Posted by: James Denman
ESB, SOA, SOA appliances, SOA development, SOA infrastructure
SOA is still going strong. Businesses that already use SOA are expanding their SOA initiatives and new businesses are starting to adopt SOA and to implement SOA technologies. The first-time SOA infrastructure purchase is shifting from ESBs to other technologies.
According to a recent survey from Forrester analytics, SOA “still has strong penetration and high satisfaction rates.” About 75% of enterprise respondents and 80% of small to midsized businesses that responded are planning on expanding their use of SOA. Back in 2009, the Global 200 enterprises had shown a drop in satisfaction. Only 18% responded that SOA was meeting all or most of their expectations. In 2010, this number rose to 33%, which is more in line with earlier years.

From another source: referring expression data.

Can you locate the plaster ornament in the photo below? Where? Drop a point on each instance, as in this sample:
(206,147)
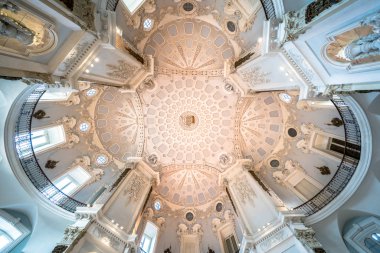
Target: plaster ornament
(244,190)
(255,75)
(150,6)
(307,238)
(182,229)
(133,190)
(197,229)
(70,234)
(83,161)
(307,128)
(72,100)
(279,176)
(71,140)
(374,21)
(123,70)
(5,4)
(14,29)
(152,159)
(67,122)
(84,85)
(291,166)
(224,159)
(229,87)
(303,145)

The utilities/telecom sector and the financial/insurance sector are still leading other verticals in terms of SOA adoption and satisfaction. Healthcare and public sectors still trail behind the rest of the pack. Geographically, North America and Europe show similar penetration patterns for SOA, but North America shows higher satisfaction rates.

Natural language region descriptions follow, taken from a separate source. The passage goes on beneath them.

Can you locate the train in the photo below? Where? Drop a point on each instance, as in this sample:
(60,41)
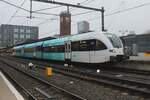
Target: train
(90,48)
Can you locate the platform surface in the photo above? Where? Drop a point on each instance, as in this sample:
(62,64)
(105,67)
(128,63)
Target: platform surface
(7,90)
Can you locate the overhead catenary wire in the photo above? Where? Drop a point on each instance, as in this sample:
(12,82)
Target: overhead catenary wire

Probably the most interesting finding of the survey is that interest in ESBs – which have been seen as the starting point for SOA architecture – is actually declining. While in 2009, 48% of respondents who had only made a single SOA purchase had an ESB. In 2010, that number dropped to 39%. According to Forrester analyst Randy Hefner, the shift of focus away from ESBs stems from the increasing similarity of SOA specialty products (like SOA management tools and SOA appliances) as well as a desire to make SOA simpler and stronger.